This discussion has been locked. The information referenced herein may be inaccurate due to age, software updates, or external references.
You can no longer post new replies to this discussion. If you have a similar question you can start a new discussion in this forum.

Alert Suppression

Hello all,


I am still confused by Alert Suppression. Let me start with a simple scenario. I have the following hypothetical setup:


Orion > RouterA>RouterB>SwitchA>25 Servers connected to the switch


 


I want to monitor the devices RouterA, RouterB, SwitchA, and each of the servers connected to the switch. So that means I will add each of these 28 devices to Orion System Manager. Lets say I have just installed Orion and have not modified the canned alerts but I do have "Page me when a node goes down" and "Page me when an interface goes down" activated and working correctly. So at this point if a server goes down I get a page for the server (node) going down and the switch interface that the server was attached to goes down so I am paged again. So I know both alters are working correctly.
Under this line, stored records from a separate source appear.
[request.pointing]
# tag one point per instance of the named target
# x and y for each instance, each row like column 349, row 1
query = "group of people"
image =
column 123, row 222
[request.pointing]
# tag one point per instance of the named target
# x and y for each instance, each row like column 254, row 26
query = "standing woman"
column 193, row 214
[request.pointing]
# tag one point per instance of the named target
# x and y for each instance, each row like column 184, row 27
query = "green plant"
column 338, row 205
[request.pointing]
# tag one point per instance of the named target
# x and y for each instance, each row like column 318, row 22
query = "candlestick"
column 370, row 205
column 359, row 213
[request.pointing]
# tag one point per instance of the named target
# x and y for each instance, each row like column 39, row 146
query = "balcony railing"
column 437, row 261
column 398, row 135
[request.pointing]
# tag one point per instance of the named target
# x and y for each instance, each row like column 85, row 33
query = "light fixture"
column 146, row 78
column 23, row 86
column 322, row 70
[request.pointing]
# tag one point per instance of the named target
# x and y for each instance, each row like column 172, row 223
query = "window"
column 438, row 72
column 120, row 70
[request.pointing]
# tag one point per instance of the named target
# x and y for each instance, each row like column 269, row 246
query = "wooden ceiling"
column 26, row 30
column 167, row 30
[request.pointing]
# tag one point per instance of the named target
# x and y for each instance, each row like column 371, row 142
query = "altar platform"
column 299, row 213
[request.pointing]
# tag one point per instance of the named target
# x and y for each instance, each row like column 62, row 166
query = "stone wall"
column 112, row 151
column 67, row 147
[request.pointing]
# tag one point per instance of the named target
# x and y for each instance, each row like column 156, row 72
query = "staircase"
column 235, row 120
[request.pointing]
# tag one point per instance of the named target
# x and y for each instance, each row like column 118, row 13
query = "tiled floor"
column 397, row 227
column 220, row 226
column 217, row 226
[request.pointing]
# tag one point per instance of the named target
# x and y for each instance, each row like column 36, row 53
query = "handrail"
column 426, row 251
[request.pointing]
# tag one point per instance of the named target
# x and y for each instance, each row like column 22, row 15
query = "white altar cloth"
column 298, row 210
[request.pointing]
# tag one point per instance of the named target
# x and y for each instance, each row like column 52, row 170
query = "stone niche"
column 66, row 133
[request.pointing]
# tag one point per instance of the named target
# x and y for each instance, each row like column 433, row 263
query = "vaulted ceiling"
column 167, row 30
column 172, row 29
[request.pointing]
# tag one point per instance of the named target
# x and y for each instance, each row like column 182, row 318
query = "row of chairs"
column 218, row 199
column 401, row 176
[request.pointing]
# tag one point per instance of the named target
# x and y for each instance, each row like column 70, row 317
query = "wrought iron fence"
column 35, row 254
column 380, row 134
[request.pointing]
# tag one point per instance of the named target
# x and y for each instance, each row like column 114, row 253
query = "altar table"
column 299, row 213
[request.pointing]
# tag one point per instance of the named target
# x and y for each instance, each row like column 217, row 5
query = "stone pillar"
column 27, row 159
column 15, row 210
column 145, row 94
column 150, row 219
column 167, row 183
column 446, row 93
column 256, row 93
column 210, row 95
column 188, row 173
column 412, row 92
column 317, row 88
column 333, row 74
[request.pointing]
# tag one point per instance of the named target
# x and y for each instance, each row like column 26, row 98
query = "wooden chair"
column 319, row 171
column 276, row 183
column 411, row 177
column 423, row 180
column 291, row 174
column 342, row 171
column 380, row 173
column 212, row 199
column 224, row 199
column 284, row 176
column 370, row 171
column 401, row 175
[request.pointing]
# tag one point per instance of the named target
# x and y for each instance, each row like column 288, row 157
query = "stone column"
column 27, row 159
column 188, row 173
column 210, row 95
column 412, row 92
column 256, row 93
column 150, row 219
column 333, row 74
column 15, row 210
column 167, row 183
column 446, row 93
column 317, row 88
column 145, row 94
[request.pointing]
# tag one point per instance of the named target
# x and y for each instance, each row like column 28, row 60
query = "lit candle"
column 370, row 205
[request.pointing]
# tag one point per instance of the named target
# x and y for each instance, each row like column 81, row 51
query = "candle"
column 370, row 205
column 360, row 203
Now lets say Router A fails. How do I set up suppression so I don't get a page for RouterB going down, SwitchA going down, and all 25 servers going down. Do I have to create seperate alerts for all 27 devices and suppressions for all 27 devices?


To make it even more simple lets say SwitchA fails. How do I set up suppression so that I don't get an alert from all the 25 server nodes that I am monitoring. Do I have to set up an alert for each of the 25 server nodes and add a suppression that if switch 25 goes down don't page? I hope not! That would be very painful.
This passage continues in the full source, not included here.